Each time someone in your immediate vision or in some report you have read acts out on anger, you are reminded of the bond you share with so many of your species, seeing them in some of their performances as something that is no stranger to you in potential. Even strange cultists and political nut cases haunt you as being a reminder of what you could become were you not in some more severe process of editorial guidance. Since your own view of yourself calls out anger as a motivating force, you readily admit not only to its presence within you but of having to put forth considerable effort toward the goal of managing it.

When you speak these days of managing anger, in essence you mean acknowledging its presence, sometimes with a mere nod of recognition, as though you were of two different social strata in a large high school, then looking for a way to laugh the anger back into the shadowy sidelines where you believe it belongs. In that sense, anger is like fire; it can be a useful tool, providing energy and focus, or it can become destructive in the extreme. You can often control your anger with humor, but it is unlikely you will be able to laugh off fire. Thus the damaging effects of anger, a person-centered energy, and fire, a sometimes-neutral-but-often-man-made energy are noted along with the need to be aware of their inflammatory potential.

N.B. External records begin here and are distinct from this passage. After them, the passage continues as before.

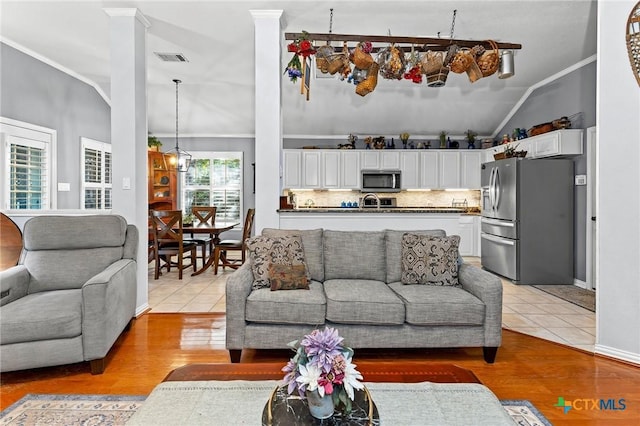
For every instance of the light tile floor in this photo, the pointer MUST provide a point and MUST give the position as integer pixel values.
(525, 309)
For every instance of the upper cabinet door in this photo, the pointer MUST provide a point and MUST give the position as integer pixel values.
(350, 169)
(429, 170)
(370, 159)
(390, 159)
(331, 169)
(449, 169)
(410, 168)
(292, 160)
(311, 169)
(470, 169)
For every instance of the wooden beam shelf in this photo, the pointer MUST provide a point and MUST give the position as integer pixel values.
(420, 44)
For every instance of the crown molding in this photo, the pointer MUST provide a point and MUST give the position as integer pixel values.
(127, 12)
(57, 66)
(539, 84)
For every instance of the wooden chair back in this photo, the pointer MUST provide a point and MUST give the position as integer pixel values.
(248, 224)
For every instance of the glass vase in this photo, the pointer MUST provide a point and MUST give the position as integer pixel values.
(320, 407)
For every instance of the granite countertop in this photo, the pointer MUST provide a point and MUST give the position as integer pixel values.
(457, 210)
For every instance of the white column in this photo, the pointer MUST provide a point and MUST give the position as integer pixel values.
(618, 189)
(268, 126)
(128, 32)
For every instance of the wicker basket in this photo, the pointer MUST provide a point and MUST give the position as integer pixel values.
(489, 61)
(461, 61)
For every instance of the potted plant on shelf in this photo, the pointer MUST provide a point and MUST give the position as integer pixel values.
(322, 372)
(153, 142)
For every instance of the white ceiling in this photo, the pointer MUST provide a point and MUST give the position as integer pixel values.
(217, 93)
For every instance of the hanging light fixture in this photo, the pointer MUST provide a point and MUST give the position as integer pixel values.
(182, 157)
(506, 68)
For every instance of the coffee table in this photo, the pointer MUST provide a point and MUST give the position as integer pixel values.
(232, 394)
(406, 372)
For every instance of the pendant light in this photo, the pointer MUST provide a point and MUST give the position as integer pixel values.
(183, 158)
(506, 69)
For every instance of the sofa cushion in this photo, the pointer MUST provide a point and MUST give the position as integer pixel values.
(393, 247)
(287, 307)
(46, 315)
(362, 302)
(427, 259)
(312, 244)
(263, 251)
(354, 255)
(285, 277)
(436, 305)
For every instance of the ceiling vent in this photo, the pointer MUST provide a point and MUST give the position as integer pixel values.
(171, 57)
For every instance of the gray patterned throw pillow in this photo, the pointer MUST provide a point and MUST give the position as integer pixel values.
(431, 260)
(264, 251)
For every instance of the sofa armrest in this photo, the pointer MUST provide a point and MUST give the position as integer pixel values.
(109, 301)
(238, 289)
(488, 288)
(14, 284)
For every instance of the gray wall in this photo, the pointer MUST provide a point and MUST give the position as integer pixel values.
(37, 93)
(568, 95)
(244, 145)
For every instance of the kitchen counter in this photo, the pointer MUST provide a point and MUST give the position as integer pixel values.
(372, 210)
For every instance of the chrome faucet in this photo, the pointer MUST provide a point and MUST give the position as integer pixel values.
(375, 197)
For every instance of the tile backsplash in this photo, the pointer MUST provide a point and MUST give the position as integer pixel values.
(434, 198)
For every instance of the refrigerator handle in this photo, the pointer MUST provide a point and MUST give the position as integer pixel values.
(498, 240)
(496, 184)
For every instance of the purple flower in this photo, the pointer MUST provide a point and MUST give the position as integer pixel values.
(322, 346)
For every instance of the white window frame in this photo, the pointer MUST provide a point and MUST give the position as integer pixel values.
(30, 135)
(211, 155)
(86, 143)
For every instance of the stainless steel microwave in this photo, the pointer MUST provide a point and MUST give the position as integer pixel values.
(380, 181)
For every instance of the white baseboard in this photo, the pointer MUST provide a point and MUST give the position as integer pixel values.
(142, 309)
(626, 356)
(581, 284)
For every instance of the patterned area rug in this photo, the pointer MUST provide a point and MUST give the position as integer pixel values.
(115, 410)
(573, 294)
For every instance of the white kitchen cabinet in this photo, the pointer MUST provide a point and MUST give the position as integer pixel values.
(449, 169)
(330, 177)
(370, 159)
(410, 168)
(350, 174)
(429, 169)
(558, 143)
(470, 169)
(468, 228)
(292, 169)
(311, 169)
(390, 159)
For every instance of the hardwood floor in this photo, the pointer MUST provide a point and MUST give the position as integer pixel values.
(526, 368)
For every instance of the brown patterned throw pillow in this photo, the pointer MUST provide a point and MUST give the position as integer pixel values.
(431, 260)
(264, 251)
(285, 277)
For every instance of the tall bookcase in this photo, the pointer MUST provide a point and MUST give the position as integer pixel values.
(162, 182)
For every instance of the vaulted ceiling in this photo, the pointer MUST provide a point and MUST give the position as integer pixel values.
(217, 93)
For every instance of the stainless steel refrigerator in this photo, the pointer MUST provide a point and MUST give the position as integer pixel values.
(527, 220)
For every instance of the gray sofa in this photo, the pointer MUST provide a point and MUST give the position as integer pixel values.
(355, 287)
(72, 293)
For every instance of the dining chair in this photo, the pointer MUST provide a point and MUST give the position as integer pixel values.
(168, 241)
(223, 247)
(203, 215)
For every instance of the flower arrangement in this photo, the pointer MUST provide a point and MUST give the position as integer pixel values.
(324, 364)
(299, 47)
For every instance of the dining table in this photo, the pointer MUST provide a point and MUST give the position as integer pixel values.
(214, 231)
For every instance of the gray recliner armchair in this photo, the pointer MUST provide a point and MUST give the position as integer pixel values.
(72, 293)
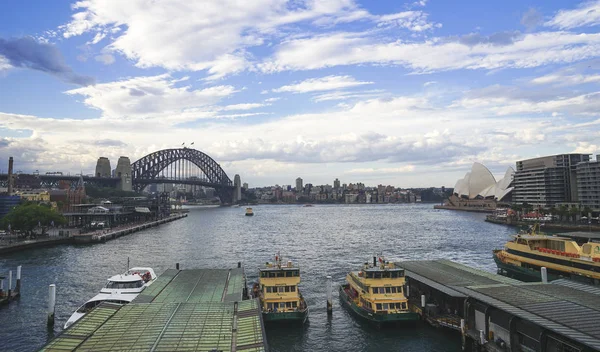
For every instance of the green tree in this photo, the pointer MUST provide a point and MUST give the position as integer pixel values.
(26, 217)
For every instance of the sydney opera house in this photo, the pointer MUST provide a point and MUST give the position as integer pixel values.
(479, 190)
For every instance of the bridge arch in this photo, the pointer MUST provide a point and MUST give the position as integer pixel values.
(150, 166)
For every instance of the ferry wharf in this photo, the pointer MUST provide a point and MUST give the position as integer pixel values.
(496, 313)
(183, 310)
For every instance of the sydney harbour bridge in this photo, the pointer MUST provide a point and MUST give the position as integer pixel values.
(184, 166)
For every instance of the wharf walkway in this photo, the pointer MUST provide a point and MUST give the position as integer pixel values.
(103, 236)
(183, 310)
(503, 314)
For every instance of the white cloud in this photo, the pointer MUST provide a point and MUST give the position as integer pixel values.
(206, 35)
(321, 84)
(342, 95)
(415, 21)
(106, 59)
(566, 79)
(379, 171)
(245, 106)
(586, 14)
(152, 96)
(529, 50)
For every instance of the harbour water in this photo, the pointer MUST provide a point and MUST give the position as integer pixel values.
(324, 240)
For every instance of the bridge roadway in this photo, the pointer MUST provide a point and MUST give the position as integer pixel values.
(49, 181)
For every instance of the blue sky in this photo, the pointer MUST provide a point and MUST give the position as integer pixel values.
(403, 93)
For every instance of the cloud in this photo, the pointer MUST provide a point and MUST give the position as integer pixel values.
(380, 171)
(499, 38)
(527, 51)
(341, 95)
(245, 106)
(587, 14)
(106, 59)
(26, 52)
(208, 35)
(531, 19)
(415, 21)
(566, 80)
(321, 84)
(149, 97)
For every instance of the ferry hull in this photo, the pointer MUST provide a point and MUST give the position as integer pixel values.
(374, 317)
(286, 317)
(533, 272)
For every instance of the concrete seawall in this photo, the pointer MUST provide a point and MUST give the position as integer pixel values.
(85, 238)
(103, 237)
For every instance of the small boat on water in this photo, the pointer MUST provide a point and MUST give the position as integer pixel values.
(376, 293)
(120, 289)
(279, 294)
(564, 257)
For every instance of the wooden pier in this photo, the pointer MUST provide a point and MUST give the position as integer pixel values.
(183, 310)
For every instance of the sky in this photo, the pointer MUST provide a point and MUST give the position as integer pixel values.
(381, 92)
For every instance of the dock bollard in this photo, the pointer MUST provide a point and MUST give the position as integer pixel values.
(329, 302)
(544, 275)
(18, 287)
(51, 304)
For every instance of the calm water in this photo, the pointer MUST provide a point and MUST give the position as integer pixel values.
(325, 240)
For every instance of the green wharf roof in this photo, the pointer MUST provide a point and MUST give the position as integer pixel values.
(188, 310)
(564, 307)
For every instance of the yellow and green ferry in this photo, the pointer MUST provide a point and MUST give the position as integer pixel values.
(563, 257)
(279, 294)
(376, 293)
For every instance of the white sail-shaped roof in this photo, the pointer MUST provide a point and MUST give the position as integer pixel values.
(480, 182)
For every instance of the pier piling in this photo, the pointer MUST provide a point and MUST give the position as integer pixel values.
(329, 301)
(544, 275)
(9, 284)
(51, 304)
(18, 286)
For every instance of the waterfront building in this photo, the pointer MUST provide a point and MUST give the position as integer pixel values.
(7, 203)
(588, 183)
(478, 190)
(547, 180)
(38, 195)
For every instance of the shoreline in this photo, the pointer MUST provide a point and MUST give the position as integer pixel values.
(87, 238)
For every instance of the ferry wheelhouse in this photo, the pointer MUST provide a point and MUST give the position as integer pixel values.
(279, 294)
(120, 289)
(563, 257)
(376, 293)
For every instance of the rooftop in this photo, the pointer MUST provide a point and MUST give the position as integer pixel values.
(565, 307)
(189, 310)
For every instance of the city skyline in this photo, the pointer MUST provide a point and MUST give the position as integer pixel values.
(407, 94)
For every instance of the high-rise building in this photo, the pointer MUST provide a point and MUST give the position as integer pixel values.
(547, 180)
(588, 183)
(336, 184)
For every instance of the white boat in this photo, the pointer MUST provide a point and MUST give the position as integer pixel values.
(120, 289)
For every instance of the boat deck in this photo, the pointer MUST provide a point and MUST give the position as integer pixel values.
(188, 310)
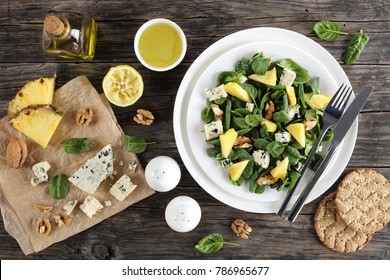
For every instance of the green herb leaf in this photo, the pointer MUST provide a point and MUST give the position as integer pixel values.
(77, 145)
(328, 31)
(58, 186)
(135, 144)
(355, 47)
(212, 243)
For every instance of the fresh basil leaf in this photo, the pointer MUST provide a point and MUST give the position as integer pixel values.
(135, 144)
(58, 186)
(327, 30)
(302, 74)
(212, 243)
(76, 145)
(355, 47)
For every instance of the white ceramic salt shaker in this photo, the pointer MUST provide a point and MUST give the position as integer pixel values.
(183, 214)
(162, 173)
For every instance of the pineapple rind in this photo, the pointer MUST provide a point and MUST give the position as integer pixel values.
(38, 91)
(38, 122)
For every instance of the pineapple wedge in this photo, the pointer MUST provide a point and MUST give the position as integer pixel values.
(38, 122)
(297, 130)
(269, 78)
(236, 169)
(227, 141)
(237, 91)
(39, 91)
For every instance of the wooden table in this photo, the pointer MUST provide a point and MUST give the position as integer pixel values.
(140, 232)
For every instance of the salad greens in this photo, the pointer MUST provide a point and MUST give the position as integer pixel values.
(268, 139)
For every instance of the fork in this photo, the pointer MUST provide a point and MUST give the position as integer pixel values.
(332, 114)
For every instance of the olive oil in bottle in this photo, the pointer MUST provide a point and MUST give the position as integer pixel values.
(69, 35)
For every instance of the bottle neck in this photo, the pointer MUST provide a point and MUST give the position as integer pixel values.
(57, 27)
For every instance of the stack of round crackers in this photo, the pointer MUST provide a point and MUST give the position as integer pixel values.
(347, 219)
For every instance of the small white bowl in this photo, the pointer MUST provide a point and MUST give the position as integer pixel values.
(153, 22)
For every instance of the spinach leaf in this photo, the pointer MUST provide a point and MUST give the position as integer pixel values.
(58, 186)
(328, 31)
(275, 148)
(135, 144)
(76, 145)
(253, 120)
(243, 66)
(212, 243)
(302, 74)
(355, 47)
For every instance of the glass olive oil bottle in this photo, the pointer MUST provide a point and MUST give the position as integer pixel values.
(69, 35)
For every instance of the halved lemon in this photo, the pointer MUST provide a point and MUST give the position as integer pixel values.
(123, 85)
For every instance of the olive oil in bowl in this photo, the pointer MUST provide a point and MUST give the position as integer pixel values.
(160, 44)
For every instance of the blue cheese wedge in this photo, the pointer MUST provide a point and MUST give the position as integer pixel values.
(94, 171)
(91, 206)
(283, 137)
(40, 171)
(213, 129)
(287, 78)
(69, 206)
(215, 93)
(261, 158)
(122, 188)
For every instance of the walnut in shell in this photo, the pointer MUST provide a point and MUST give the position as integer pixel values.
(16, 152)
(84, 116)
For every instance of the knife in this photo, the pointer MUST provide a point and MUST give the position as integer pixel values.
(339, 133)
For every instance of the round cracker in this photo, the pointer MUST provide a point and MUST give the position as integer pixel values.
(363, 200)
(333, 232)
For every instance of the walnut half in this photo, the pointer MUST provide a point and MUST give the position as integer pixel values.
(144, 117)
(84, 116)
(43, 226)
(241, 228)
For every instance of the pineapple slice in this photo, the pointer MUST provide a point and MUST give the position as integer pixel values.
(292, 99)
(280, 171)
(269, 78)
(237, 91)
(227, 141)
(271, 126)
(38, 122)
(297, 130)
(316, 101)
(236, 169)
(39, 91)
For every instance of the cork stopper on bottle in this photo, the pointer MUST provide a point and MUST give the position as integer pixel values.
(54, 25)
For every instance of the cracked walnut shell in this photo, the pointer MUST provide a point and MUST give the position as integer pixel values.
(84, 116)
(241, 228)
(43, 226)
(144, 117)
(16, 152)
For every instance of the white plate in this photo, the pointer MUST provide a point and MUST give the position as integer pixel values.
(221, 56)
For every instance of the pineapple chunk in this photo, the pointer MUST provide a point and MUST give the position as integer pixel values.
(271, 126)
(269, 78)
(297, 130)
(316, 101)
(38, 122)
(227, 141)
(292, 99)
(39, 91)
(280, 170)
(237, 91)
(236, 169)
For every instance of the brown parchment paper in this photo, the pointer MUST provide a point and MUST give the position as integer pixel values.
(18, 196)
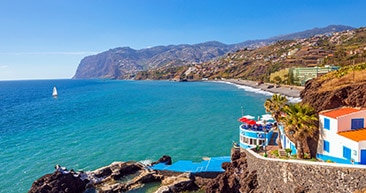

When you are angry enough to act out, you are no longer the steady, more ordinary you. As you act out, you begin a precarious journey that moves you away from everyday behavior. Anger is not the only path away from everyday behavior; any concentrated pursuit or study is yet another. The more a person pursues his or her craft or discipline, the more pronounced that person's individuality becomes; he or she is actively stepping away from mainstream behavior, thought, modes of execution. The reason for this is simple enough: the more we enter our discipline, the more we acquire individuality of voice and the muscle memory required to implement that voice.

There were times when you strove to achieve uniformity, which is to say a greater connection to acceptable paradigms of behavior, intelligence, response, social characteristics, and even empathy. That didn't work either in your social dealings or in your attempts to achieve greater reach and skill with your writing, your intellectual range, your thinking processes, and your opinions, all of which inhere in your voice and your vision.

You can mercifully see connections between your appetites, goals, behavior, and visions and those of others, yet you tip over toward being more like you than most statistical N samplings variously described as "Them." You are a part of "Them" but you are also the drop of water who recognizes his relationship to the ocean.

Your best chances are with you being you. The consequences may just be all the things you long for.